Париж бешено кружился у самого края бездны – именно кружился, потому что парижан охватила какая-то мания танца. На каждом шагу открывались «танцульки», где смешивались самые разнообразные слои общества: сюда в погоне за новыми ощущениями бежала представительница старых аристократических родов и спешила гризеточка из Латинского квартала, а приближенный короля всегда мог встретиться здесь со своим конюхом или камердинером. Разумеется, бывали такие учреждения, куда нижний слой почти не мог проникнуть, но таких, куда не проникала аристократия, не было!

Соответственно всему этому резко изменился и сам характер танца. Прежнюю благородную плавность сменила разнузданная порывистость, на смену грациозным движениям прошлого пришли грубые, зачастую неприличные прыжки и скачки. Танец уже не служил выразителем заложенного в природе человека благородного чувства, ритма и гармонии; он отражал снедавшее парижан торжище плотских страстей!

И это безумное круженье, этот отчаянный разгул представляли собой какой-то вихрь, водоворот, который сразу засасывал и увлекал. Самые благоразумные люди сплошь да рядом теряли голову и отдавались оглушающему потоку, закрывая глаза на действительность. Жизнь и честь обесценились до степени мелкой разменной монеты, съестные припасы и предметы первой необходимости возросли до ужасающей дороговизны. Создались условия, при которых не мог жить в элементарном довольстве не только простой рабочий, но даже средний обыватель. Хлеб ценился чуть не на вес золота, а золото слепо разбрасывалось пригоршнями, куда попало. Говядина стала предметом роскоши, человеческое мясо не стоило ничего.
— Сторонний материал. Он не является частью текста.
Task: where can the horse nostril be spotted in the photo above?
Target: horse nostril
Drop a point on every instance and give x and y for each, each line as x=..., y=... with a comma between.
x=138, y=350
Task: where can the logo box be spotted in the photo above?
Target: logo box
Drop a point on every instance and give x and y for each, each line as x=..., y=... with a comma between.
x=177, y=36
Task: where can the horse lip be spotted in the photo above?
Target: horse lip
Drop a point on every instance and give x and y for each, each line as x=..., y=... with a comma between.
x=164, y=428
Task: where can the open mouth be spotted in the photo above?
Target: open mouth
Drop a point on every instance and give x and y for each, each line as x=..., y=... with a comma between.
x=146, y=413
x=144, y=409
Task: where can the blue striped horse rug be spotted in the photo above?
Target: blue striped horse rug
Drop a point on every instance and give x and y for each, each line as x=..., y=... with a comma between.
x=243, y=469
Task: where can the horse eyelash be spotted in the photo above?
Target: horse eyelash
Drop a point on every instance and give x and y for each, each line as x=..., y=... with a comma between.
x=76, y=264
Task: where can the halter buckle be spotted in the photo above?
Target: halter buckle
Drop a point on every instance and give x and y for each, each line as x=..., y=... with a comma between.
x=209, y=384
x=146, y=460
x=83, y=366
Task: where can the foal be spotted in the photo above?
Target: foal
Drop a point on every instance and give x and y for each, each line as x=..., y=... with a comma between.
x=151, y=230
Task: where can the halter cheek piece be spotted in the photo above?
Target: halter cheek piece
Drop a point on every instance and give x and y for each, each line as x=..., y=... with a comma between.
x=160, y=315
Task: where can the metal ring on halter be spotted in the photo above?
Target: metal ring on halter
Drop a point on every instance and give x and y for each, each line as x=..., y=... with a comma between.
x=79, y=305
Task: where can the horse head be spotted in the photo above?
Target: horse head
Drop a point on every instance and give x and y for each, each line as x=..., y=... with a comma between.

Каждый день на улицах подбирали трупы зарезанных и ограбленных; убийства из-за пустяка, из-за неловкого слова, из-за косого взгляда, из-за разницы в мнениях происходили на каждом шагу. Не стало честных женщин, верных жен, мечтательных девушек – все продавалось, все имело свою цену на рынке безумных вожделений, и все приносилось в жертву на алтарь нужды и жажды роскоши. Если же и встречалась кое-где в виде редкого анахронизма добродетель, то она ходила в рубище, была источена голодом и болезнями. Зато сытые, хмельные, разодетые развратницы стремительным каскадом рассыпали вокруг себя золотой дождь.

 

А по смрадному трупу разлагающейся монархической Франции жадно шныряли хищные, прожорливые шакалы из «третьего сословия». Буржуям, вытягивавшим соки и из народа, и из нерасчетливого, промотавшегося дворянства, было привольно на этом кладбище; действительно большинство крупных мещанских состояний, большинство поколений финансово-мещанской аристократии имеют корни в эпохе Людовика XV, Людовика Возлюбленного, как, не сознавая адской иронии этого эпитета, прозвали короля льстивые придворные.

Вот какова была атмосфера, которую мы встретили в Париже по возвращении из России. Надо ли удивляться тому, что, оглядевшись по сторонам и вдохнув в себя этот запах тления, Адель оживилась, ее глаза засверкали, а ноздри широко раздулись? Могильный цветок, вскормившийся на соках разложения, еще пышнее распустился, почувствовав под собой родную, жирную почву.